Sbicca uses the terms ‘conjuncture’ and ‘dialectics’ throughout the book. On a basic level I find these concepts useful, but at times, they were convoluted, and sometimes read like tautological analysis. For example, Sbicca’s prescriptions for movements resulting from dialectical analysis of the conjuncture simply follow from initial assumptions; that food justice is about marginalized people, and therefore progressive food politics should prioritize and seek to serve them. This is indeed well worth saying, if one is speaking primarily to non-justice focused food system actors/researchers. If one is speaking to food justice practitioners, it is less clear what such jargon-driven analysis might offer. As an academic text, jargon has its place and makes good food for thought. However, I can’t imagine some of my less social science-literate friends and movement allies finding the book easy to read, or generative of new strategic insights. A suggestion then, is to make more accessible versions of this analysis, including for publications at the boundary of movements and scholarship like Race, Poverty and the Environment, online, or even in comic book form. Related to this and the author’s clear interest in scholarship as activism, the book left me wondering: Have any of the organizations featured in this work found the book’s analytical approach useful? If so, have they used any of the content produced in order to rethink or otherwise improve their work?

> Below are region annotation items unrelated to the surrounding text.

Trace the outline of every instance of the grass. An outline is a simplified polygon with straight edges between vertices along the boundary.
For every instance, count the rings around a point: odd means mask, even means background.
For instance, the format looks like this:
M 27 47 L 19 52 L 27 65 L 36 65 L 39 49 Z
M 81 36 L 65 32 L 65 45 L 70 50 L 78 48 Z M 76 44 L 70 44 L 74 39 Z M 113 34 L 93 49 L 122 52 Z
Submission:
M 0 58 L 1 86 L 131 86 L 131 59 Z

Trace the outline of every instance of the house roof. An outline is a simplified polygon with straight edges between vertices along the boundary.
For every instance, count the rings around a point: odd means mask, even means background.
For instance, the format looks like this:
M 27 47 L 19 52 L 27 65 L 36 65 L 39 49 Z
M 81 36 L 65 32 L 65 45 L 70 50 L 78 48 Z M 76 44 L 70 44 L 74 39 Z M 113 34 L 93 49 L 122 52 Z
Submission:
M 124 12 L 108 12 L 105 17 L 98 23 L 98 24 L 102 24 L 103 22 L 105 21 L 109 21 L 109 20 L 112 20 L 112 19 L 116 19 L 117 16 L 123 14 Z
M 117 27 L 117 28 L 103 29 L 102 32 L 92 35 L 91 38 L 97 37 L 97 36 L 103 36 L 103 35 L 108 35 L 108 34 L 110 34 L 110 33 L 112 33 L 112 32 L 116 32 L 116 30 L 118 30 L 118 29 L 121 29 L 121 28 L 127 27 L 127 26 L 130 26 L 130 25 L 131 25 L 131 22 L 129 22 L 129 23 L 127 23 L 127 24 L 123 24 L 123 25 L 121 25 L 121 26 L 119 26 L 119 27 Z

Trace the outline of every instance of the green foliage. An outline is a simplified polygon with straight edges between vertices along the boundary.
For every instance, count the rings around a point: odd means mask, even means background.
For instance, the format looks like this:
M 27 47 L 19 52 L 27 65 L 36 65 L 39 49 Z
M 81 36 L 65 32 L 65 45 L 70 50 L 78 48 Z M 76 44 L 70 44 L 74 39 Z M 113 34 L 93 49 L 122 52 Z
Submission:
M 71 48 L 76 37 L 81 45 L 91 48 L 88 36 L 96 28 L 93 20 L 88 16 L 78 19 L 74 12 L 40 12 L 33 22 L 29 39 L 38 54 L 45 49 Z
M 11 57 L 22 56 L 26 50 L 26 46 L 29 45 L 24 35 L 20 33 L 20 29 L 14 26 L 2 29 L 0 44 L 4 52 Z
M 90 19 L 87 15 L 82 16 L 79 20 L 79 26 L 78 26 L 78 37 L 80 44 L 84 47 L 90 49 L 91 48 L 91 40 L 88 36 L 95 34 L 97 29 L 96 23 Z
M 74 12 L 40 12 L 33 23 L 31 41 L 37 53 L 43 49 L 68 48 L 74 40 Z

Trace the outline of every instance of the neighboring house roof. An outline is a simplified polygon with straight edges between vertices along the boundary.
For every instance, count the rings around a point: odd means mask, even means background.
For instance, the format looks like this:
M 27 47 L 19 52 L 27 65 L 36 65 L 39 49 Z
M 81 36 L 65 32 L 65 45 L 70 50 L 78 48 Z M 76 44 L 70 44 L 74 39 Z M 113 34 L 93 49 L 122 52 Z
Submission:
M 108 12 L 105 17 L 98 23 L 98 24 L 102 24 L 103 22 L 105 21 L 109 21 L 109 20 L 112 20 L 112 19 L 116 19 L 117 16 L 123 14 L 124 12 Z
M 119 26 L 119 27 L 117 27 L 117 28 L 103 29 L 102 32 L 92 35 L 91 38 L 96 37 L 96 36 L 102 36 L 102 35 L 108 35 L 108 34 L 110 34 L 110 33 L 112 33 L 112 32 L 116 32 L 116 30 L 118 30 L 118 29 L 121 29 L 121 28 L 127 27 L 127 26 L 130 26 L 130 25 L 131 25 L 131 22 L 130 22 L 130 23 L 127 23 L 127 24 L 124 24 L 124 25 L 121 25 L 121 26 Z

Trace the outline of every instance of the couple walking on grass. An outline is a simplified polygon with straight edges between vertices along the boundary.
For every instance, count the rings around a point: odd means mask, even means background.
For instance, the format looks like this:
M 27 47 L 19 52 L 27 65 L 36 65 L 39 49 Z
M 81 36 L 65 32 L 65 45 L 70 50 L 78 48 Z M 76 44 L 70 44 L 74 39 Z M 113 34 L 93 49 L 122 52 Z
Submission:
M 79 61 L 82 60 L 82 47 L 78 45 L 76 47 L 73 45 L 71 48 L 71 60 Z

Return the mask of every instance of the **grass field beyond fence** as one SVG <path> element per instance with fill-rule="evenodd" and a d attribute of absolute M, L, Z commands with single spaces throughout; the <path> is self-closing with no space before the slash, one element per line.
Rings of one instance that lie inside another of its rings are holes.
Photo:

My greatest disappointment with the book was found in the contradiction between Sbicca’s analysis of the state and his normative recommendations. Sbicca acknowledges that states are centrally implicated in food injustice (189), and that food justice movements’ histories of struggle include anti-state and non-state elements. Yet the book’s conclusion focuses on national food policy and strategy, indicating a ‘but we have to anyway’ position that ends up prioritizing reformist policy making processes. The implicit acceptance of policy advocacy as the default strategy might be understood as a result of the hegemony of statist thinking, and the uneven playing field between forms and philosophies of politics. On this uneven playing field, both/and kinds of arguments tend to inadvertently reinforce one tactic (i.e. state policy) over others (e.g. tactics focused on building alternative forms of power). Considering how movements continue to deal with the near-impossibility of achieving justice through government action and the fact that inclusion in state processes almost invariably involves the perpetuation of various forms of social exclusion, acknowledging ‘there is no policy panacea’ (189) does not seem a strong enough caveat to inform food justice movement strategy.